If manufacturers have not already done so, they should be assessing their existing clinical evaluation reports without delay to check whether they correspond to the new regulatory obligations.
When looking at the clinical evaluation of a new device, the available data will typically be limited. The evaluation will be based on the best available data at the time; however, the best indication of safety and performance will only be obtained once the device is in use. With the increasing lifespan of devices on the market, there will be increased need for clarity regarding the risk/benefit profile of the device.
This means that the CER must be updated periodically to take account of new information, so the risk/benefit assessment remains as up to date as possible and the safety and performance claims for the device continue to be supported.
The first challenge for manufacturers is to ensure that they treat the maintenance of their CERs as an ongoing cyclical activity. It’s not just a one-off task, but should instead be conducted throughout the lifecycle of the device. A methodical best-practice CER can take up to 3 months to complete, depending on available resources and expertise, so it is crucial that manufacturers plan accordingly.
Manufacturers need to develop an understanding of the required inputs for clinical evaluations, particularly from internal sources (product information, PMS and risk management data) and implement associated procedures to ensure that the required information is available and can be obtained at the right time in the right format.
To facilitate the CER process next time around, manufacturers should develop standard operating procedures (SOPs) that include comprehensive and standard templates to help follow the correct process each time.
Ensuring that the right level of expertise is available to complete the CER cannot be underestimated. The CER needs to be completed by qualified and accredited individuals. CER writers are expected to possess knowledge of the device and therapy areas, as well as research methodology and critical review skills, all of which will help to avoid non-compliance and overcome gaps in guidance.
If the required level of expertise is not already available in house, then it’s important that manufacturers invest in training programmes for existing employees or procure appropriate expertise from outside the business. Knowing that CER writers are not relying solely on guidance will remove the likelihood of time-consuming revisions during the production phase or after NB review.
There is a plethora of training courses available on clinical evaluation and for other aspects of research methodology to develop in-house expertise.
Allocating dedicated staff to complete this process can help to avoid backlogs derived from conflicting workloads. Many manufacturers with additional resource requirements insource or outsource the preparation of CERs, with many consultancies providing this service.
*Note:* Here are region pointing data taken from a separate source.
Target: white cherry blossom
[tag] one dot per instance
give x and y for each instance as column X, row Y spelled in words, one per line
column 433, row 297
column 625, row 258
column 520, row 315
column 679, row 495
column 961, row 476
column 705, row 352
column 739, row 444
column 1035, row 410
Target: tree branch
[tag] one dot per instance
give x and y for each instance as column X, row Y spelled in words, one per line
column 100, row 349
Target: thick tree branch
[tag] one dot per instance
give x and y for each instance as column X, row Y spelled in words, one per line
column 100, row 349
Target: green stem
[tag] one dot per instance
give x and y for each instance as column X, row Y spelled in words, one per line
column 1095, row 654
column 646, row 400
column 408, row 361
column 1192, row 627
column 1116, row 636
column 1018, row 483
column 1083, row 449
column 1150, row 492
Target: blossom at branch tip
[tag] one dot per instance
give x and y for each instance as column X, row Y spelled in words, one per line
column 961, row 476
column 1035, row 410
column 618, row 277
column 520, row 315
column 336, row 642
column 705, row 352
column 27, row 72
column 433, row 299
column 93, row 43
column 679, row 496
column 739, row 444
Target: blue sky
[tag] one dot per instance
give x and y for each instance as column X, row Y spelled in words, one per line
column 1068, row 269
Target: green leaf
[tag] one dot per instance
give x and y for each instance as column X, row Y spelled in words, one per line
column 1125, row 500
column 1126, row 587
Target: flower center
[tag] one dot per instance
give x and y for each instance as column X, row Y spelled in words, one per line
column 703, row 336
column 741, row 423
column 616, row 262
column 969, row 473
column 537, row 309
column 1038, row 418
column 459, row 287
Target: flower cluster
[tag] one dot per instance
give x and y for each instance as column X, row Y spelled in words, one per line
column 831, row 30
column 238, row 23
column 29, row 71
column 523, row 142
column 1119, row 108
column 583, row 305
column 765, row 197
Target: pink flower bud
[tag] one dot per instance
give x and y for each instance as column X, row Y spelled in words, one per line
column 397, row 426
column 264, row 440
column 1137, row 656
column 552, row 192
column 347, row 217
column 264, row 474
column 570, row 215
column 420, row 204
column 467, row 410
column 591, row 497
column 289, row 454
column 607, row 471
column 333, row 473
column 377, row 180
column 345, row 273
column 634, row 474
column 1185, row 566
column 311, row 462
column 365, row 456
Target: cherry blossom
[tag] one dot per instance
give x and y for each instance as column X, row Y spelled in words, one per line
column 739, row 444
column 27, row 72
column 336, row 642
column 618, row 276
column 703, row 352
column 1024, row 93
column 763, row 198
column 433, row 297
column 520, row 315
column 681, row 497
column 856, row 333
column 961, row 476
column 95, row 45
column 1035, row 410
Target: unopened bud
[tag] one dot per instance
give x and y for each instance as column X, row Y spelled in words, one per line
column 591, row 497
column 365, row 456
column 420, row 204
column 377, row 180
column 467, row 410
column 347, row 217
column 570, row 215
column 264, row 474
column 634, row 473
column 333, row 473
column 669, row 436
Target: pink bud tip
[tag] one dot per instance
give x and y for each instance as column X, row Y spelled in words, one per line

The key to success is combining external expertise and resources with internal processes to provide timely data inputs. With a partnership approach to maintaining compliance, organisations never need to be on the back foot with NBs and regulatory requirements.
Owing to the changing regulatory landscape and increased pressure on NBs, manufacturers need to be ready for increased CER scrutiny, including heightened expectations concerning the appropriate use of clinical data to support their devices.
Combining the right knowledge, resources and processes, medical device manufacturers can tackle their CERs without delay, ultimately achieving improvements to their products that will increase safety and reap maximum business benefits … keeping them ahead in their market.